СТАЛ ЖИТЬ ПО-НОВОМУ, МЕНЯЙ ПРОФЕССИЮ. ВПРОЧЕМ, МОЖНО ОБОЙТИСЬ И БЕЗ ВСЯКОЙ ПРОФЕССИИ

"У вас локоть протерся на пиджаке. Пора подумать о новом костюме. Не теряйте времени — идите в наш магазин. Здесь в светлых просторных залах, за широкими прилавками — богатый выбор мужского платья всех фасонов".

— Ничего не поделаешь. Что ни говорите, фрау Вегнер, но мужчина без руки, да еще без правой, никуда не годится.

— Конечно, я не спорю, господин Биберкопф, это очень трудно. Но нельзя же так сокрушаться и ходить туча тучей. Ведь на вас смотреть страшно!

— А что мне делать с одной рукой?

— Добивайтесь пособия по безработице, а то торгуйте чем-нибудь.

— Чем, например?

— Газетами, скажем, или еще какой мелочью: подвязками, галстуками, мало ли чем от Тица вразнос торгуют.

— Газетами, говорите?

— А можно и фруктами.

— Не по мне уж это, годы не те.

А сам думает: "Раз попробовал — хватит. С этим делом покончено!"

— Вам бы подругой обзавестись, господин Биберкопф, она вам бы и посоветовала и помогла, где нужно. И тележку бы с вами возила и торговала, если бы вы отлучились куда!

Франц — шапку в охапку — и на улицу. Только не хватает взять шарманку и по дворам пойти. И где это Вилли запропастился?

— Здорово, Вилли!

Покалякали. Вилли и говорит:

— Конечно, толку от тебя немного. Но если ты с головой, то можешь и пригодиться. Вот, скажем, буду я тебе ежедневно давать вещички на продажу, а ты будешь их сбывать из-под полы. Есть же у тебя знакомые надежные. Только смотри, чтобы они язык за зубами держали! Заработаешь неплохо, будь уверен.

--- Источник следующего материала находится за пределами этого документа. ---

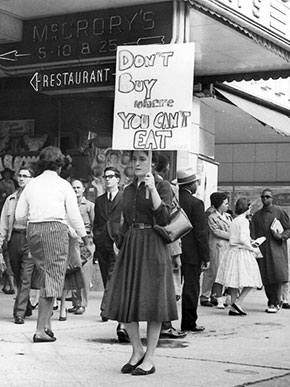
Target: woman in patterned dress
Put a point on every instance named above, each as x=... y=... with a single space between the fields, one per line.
x=141 y=286
x=239 y=269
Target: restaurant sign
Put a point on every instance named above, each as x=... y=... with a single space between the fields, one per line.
x=88 y=36
x=80 y=77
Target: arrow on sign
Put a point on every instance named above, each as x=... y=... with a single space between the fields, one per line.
x=34 y=81
x=11 y=55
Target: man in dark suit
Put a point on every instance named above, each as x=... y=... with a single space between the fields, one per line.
x=195 y=249
x=108 y=213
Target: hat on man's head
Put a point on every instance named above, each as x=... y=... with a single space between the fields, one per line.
x=51 y=154
x=186 y=176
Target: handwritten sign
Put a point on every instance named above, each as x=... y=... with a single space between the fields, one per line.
x=153 y=97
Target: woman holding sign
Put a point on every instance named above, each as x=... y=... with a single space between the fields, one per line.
x=141 y=286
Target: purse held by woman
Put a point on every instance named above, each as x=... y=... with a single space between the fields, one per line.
x=178 y=226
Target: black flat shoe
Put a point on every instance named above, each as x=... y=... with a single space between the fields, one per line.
x=63 y=318
x=239 y=309
x=232 y=313
x=49 y=332
x=140 y=372
x=129 y=368
x=122 y=335
x=18 y=320
x=10 y=291
x=48 y=339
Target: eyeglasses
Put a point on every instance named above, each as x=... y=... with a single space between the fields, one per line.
x=23 y=176
x=109 y=177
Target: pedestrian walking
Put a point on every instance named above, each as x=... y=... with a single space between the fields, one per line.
x=238 y=269
x=48 y=202
x=274 y=264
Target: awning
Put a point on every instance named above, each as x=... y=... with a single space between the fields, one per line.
x=278 y=121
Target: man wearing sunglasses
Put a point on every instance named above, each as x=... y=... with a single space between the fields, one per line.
x=13 y=234
x=274 y=264
x=108 y=213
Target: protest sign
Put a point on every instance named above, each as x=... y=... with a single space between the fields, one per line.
x=153 y=97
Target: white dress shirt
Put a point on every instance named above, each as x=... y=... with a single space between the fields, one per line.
x=48 y=198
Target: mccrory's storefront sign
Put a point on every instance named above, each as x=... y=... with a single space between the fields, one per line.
x=88 y=36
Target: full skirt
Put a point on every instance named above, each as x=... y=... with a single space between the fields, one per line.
x=238 y=269
x=141 y=286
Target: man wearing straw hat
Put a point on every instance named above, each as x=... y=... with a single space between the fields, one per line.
x=195 y=249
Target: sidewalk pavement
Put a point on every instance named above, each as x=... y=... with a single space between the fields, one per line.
x=232 y=351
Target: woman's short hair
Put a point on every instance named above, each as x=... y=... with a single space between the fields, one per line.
x=115 y=170
x=50 y=158
x=29 y=168
x=217 y=199
x=242 y=205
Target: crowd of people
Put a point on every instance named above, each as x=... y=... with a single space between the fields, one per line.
x=50 y=236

Это Францу и нужно! Ему это в самый раз! Он хочет наконец встать на ноги. Что угодно, только бы деньгу зашибить побыстрее! Работать? Нет уж, дудки! Газеты? Пропади они пропадом. Он теперь смотреть спокойно не может на этих остолопов, что газетами торгуют. Есть же на свете такие дураки — надрываются за гроши, гнут спину, а другие тем временем в собственных автомобилях разъезжают. Станет он работать! Как бы не так! Было да сплыло! Тюрьма в Тегеле, черные стволы вдоль аллеи, шатаются дома, соскальзывают с них крыши, вот-вот свалятся прямо на голову — это тогда он решил стать порядочным! Так уж и порядочным! Ну что ты скажешь, ой, умора! Верно, у меня в ту пору был какой-то заскок. Тюрьма дала себя знать. Но теперь уж нет! С меня довольно. Денег давай! Гони монету!

* * *

Итак, наш Франц стал сбывать краденое, преступником стал, иначе говоря. Что ж, стал жить по-новому — меняй профессию, но только это — цветочки, а ягодки впереди!

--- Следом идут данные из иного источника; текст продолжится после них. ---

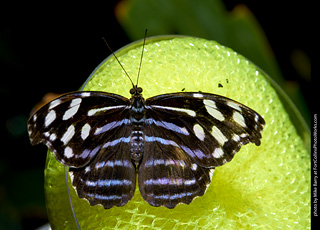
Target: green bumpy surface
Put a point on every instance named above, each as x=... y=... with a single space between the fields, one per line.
x=263 y=187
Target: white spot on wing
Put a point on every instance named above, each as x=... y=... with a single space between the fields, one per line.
x=94 y=111
x=74 y=106
x=197 y=95
x=68 y=135
x=54 y=103
x=75 y=102
x=215 y=113
x=218 y=135
x=86 y=94
x=236 y=138
x=198 y=130
x=188 y=111
x=85 y=131
x=51 y=116
x=234 y=105
x=53 y=137
x=237 y=117
x=210 y=103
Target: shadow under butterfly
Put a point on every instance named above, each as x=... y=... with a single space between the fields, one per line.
x=173 y=141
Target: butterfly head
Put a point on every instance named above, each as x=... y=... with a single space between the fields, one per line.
x=136 y=91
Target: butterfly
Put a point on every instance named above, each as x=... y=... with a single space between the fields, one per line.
x=170 y=143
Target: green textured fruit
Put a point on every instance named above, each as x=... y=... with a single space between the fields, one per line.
x=263 y=187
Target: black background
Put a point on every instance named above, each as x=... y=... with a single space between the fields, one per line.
x=53 y=47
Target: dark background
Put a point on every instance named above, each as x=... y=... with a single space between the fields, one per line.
x=55 y=46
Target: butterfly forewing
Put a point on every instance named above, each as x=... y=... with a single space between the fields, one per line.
x=167 y=174
x=110 y=179
x=209 y=128
x=76 y=125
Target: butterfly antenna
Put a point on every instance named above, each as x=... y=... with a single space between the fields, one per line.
x=144 y=42
x=70 y=201
x=118 y=61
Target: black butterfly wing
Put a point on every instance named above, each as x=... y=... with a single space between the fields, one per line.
x=90 y=132
x=187 y=135
x=209 y=128
x=167 y=175
x=75 y=125
x=109 y=180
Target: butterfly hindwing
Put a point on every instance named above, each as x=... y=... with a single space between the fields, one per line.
x=110 y=179
x=75 y=125
x=167 y=175
x=174 y=141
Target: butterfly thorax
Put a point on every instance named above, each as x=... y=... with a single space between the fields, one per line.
x=137 y=119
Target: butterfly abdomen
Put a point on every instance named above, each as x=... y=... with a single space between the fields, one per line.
x=137 y=118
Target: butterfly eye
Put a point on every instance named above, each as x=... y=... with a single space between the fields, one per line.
x=132 y=91
x=139 y=90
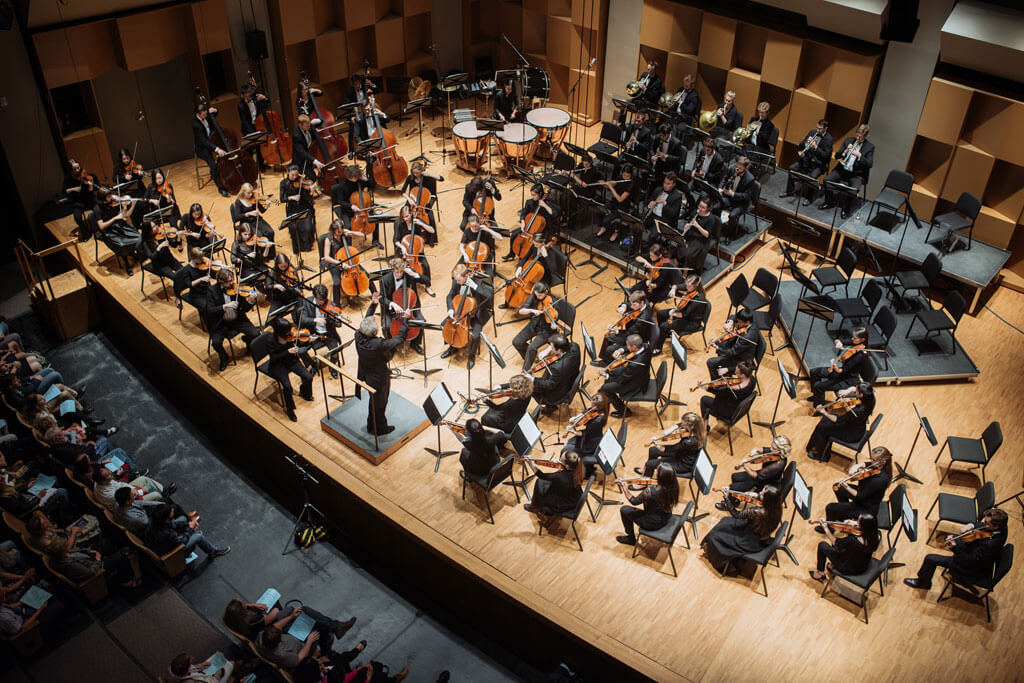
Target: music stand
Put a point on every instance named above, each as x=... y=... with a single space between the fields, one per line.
x=679 y=359
x=436 y=406
x=802 y=497
x=704 y=474
x=785 y=382
x=609 y=454
x=923 y=426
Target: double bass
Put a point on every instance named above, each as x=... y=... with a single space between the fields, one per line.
x=235 y=168
x=330 y=145
x=279 y=142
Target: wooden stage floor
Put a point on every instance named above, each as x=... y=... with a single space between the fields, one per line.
x=697 y=626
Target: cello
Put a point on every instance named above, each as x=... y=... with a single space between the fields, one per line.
x=279 y=143
x=235 y=168
x=389 y=168
x=327 y=151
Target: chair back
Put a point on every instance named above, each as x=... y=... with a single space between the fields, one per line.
x=992 y=438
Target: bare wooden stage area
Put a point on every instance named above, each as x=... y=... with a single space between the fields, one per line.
x=697 y=626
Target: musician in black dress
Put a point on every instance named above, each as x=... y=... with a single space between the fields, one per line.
x=973 y=561
x=629 y=373
x=769 y=470
x=636 y=318
x=482 y=295
x=481 y=447
x=375 y=354
x=225 y=314
x=847 y=426
x=555 y=493
x=743 y=531
x=205 y=147
x=552 y=385
x=741 y=343
x=298 y=199
x=845 y=370
x=657 y=502
x=686 y=315
x=850 y=554
x=680 y=455
x=507 y=103
x=856 y=156
x=287 y=356
x=506 y=416
x=726 y=394
x=814 y=155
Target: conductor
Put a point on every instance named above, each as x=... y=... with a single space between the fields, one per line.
x=375 y=353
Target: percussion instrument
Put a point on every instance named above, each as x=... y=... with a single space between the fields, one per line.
x=516 y=143
x=552 y=125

И сидит жена, облеченная в порфиру и багряницу, и украшенная драгоценными камнями и жемчугом, с золотою чашею в руке. И смеется она. На челе ее имя: тайна, Вавилон великий, мать мерзостям земным. И упоена она кровию праведников. Сидит блудница Вавилон, упоенная кровию праведных.

В чем ходил Франц Биберкопф, когда жил у Герберта Вишова? Помните?

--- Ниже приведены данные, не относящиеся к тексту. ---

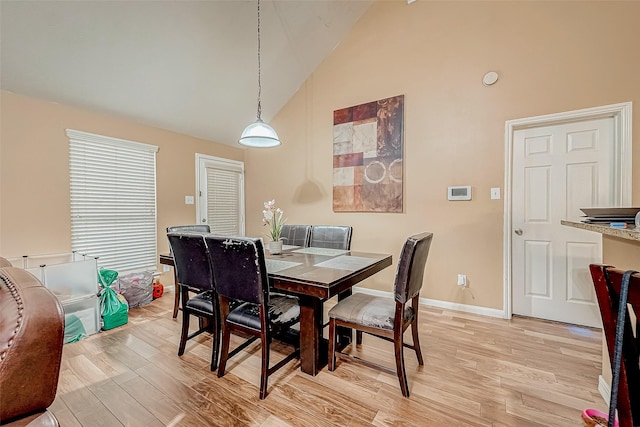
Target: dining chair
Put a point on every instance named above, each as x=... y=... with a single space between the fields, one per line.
x=262 y=315
x=296 y=235
x=190 y=228
x=379 y=316
x=331 y=236
x=193 y=272
x=625 y=360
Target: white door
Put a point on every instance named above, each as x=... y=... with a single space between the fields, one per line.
x=220 y=189
x=556 y=171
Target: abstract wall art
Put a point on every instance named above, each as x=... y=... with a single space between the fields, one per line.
x=368 y=144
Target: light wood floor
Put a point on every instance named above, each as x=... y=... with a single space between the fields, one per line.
x=478 y=371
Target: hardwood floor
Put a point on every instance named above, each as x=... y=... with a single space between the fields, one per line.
x=478 y=371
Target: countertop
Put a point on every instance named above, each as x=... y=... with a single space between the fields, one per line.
x=623 y=233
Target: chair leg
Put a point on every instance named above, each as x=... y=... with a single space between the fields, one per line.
x=265 y=342
x=176 y=302
x=414 y=332
x=402 y=375
x=332 y=344
x=416 y=341
x=224 y=353
x=185 y=332
x=215 y=351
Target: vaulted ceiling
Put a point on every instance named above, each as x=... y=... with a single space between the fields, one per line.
x=186 y=66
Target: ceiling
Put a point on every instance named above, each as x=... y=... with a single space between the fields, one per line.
x=186 y=66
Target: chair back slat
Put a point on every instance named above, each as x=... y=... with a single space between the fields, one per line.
x=190 y=228
x=191 y=260
x=239 y=268
x=607 y=283
x=331 y=236
x=296 y=235
x=410 y=273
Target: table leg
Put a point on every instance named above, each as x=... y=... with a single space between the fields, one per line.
x=313 y=354
x=345 y=335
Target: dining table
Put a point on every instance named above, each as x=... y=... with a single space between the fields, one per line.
x=315 y=275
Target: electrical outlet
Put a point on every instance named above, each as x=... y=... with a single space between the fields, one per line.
x=462 y=280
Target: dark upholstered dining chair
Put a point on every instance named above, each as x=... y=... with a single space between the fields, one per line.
x=189 y=228
x=331 y=236
x=379 y=316
x=193 y=270
x=243 y=277
x=607 y=282
x=296 y=235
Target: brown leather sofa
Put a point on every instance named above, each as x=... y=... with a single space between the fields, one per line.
x=31 y=338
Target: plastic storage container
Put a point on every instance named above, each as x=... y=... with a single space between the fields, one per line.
x=73 y=279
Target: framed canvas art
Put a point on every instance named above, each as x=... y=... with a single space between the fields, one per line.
x=368 y=144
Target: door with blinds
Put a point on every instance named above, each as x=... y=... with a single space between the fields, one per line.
x=220 y=189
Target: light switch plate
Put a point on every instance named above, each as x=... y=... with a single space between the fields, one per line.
x=495 y=193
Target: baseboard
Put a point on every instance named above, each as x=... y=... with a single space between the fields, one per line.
x=604 y=388
x=474 y=309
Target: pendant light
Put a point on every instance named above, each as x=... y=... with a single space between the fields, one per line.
x=259 y=134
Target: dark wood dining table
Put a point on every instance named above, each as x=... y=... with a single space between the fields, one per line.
x=315 y=275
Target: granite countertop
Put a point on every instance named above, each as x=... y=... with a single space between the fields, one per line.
x=624 y=233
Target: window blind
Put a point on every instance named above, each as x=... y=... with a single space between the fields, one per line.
x=224 y=195
x=113 y=201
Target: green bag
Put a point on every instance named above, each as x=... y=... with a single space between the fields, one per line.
x=73 y=329
x=114 y=307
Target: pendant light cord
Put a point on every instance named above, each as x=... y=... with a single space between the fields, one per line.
x=259 y=70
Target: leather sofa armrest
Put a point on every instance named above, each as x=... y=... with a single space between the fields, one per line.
x=31 y=339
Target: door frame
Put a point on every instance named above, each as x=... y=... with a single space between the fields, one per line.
x=201 y=160
x=621 y=114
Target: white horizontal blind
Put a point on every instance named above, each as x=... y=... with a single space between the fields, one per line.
x=113 y=201
x=224 y=194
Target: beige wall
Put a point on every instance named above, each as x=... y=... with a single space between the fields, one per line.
x=34 y=171
x=551 y=57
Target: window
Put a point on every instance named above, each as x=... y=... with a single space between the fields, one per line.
x=113 y=201
x=220 y=184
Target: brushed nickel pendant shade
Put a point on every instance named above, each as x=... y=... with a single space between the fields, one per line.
x=259 y=134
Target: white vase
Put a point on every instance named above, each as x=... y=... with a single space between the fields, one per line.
x=275 y=248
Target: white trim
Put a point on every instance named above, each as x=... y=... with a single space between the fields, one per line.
x=473 y=309
x=101 y=139
x=604 y=388
x=622 y=114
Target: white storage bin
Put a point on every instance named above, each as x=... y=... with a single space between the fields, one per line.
x=87 y=310
x=73 y=279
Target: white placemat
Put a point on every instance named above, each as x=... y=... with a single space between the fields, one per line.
x=351 y=263
x=321 y=251
x=275 y=265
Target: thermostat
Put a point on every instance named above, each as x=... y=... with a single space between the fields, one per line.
x=460 y=193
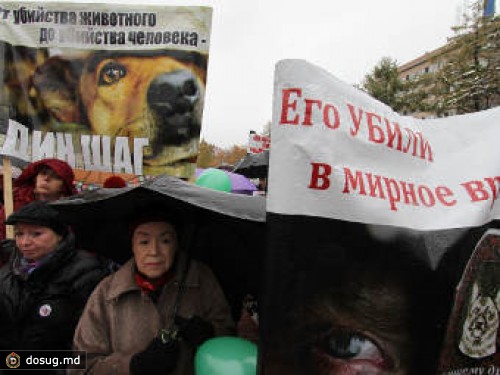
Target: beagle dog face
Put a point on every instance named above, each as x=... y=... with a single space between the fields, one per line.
x=155 y=95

А теперь что на нем? Безукоризненный летний костюм, купленный по случаю всего за двадцать марок. По праздничным дням на левой стороне груди у Франца красуется железный крест. Ясно, мол, где я руку потерял? Чистая публика смотрит на крест с почтением, а пролетарии — негодуют.

Франц похож теперь на почтенного бюргера-кабатчика или колбасника, откормленный, гладкий, в отутюженных брюках, в котелке; рука — в перчатке. На всякий пожарный случай у него и документы есть — липовые, конечно, — на имя некоего Франца Реккера, который погиб во время беспорядков в 1922 году. Бумаги покойного многих уже избавили от неприятностей. Все, что значится в этих бумагах, Франц выучил назубок: где проживают родители, когда и где они родились, сколько у него братьев и сестер, где они работают и где раньше работали. Словом, ответы на все вопросы, которые взбредут в голову какому-нибудь агенту. Ну, а дальше что? Поживем — увидим!

* * *

Это случилось в июне. Славный месяц июнь!

Куколка превратилась в легкокрылого мотылька. И Франц успел уже недурно устроиться к тому времени, когда Герберт Вишов и Ева вернулись с курорта. В Цоппоте на Балтийском побережье произошло немало любопытного. Франц с наслаждением слушал рассказы своего друга. Например, Евиному биржевику решительно не повезло. Он, правда, выиграл в рулетку круглую сумму, но как раз в тот день, когда он принес из банка десять тысяч марок, его обокрали! Он оставил деньги в номере и отправился с Евой ужинать. Пришел, а номер обчистили. Как это могло случиться? Кто-то аккуратно открыл дверь подобранным ключом. Пропали золотые часы и пять тысяч марок, лежавшие в ящике ночного столика. Неосторожно, конечно, было с его стороны — оставлять в комнате такую сумму, но кто же мог подумать…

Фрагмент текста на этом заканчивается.